À sa sortie de prison, transfiguré et mystique, il enseigne en Angleterre puis en France. C’est une pause dans sa vie d’errance. Dès la rentrée de 1877, il occupe un poste de répétiteur en littérature, histoire, géographie et anglais au collège Notre-Dame de Rethel, tenu par des Jésuites[1]. Il se prend d'une vive affection pour l'un de ses élèves âgé de 17 ans, Lucien Létinois[2]. La section Lucien Létinois du recueil Amour précise à maintes reprises le charme équivoque qu'exerce sur lui l'adolescent « fin comme une grande jeune fille / brillant, vif et fort, telle une aiguille, / la souplesse, l'élan d'une anguille »[3]... Il lui offre un exemplaire dédicacé de ses Romances sans paroles[4].
Mais en , le contrat de Verlaine n'est pas renouvelé au prétexte d'économies de gestion[5]. En septembre, Paul et Lucien partent pour l'Angleterre, où ils enseignent dans des villes différentes. Verlaine rejoint Lucien à Londres. Deviennent-ils amants durant la nuit de Noël ? La pièce VIII (O l'odieuse obscurité) de la section Lucien Létinois du recueil Amour semble explicite.
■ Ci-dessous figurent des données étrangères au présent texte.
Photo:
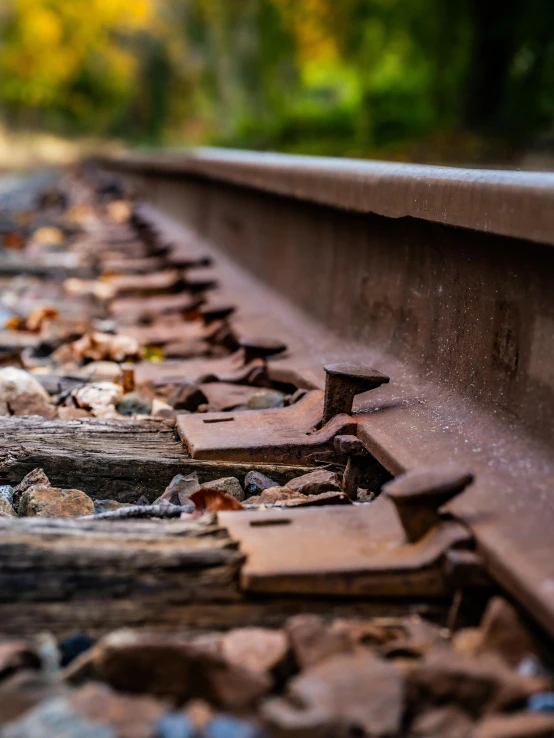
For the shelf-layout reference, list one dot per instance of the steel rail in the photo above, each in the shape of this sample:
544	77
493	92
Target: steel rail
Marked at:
509	203
462	321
Certains biographes nient cette liaison charnelle[6]. En tout état de cause, l'attachement de Paul Verlaine pour Lucien Létinois semble avoir été sincère et partagé. Verlaine reporte sur Lucien, dont il aime la douceur et admire la prestance, son amour paternel frustré[7]. Lucien, plus docile et prévenant que Rimbaud, paraît avoir accepté de bonne grâce les sentiments protecteurs du poète.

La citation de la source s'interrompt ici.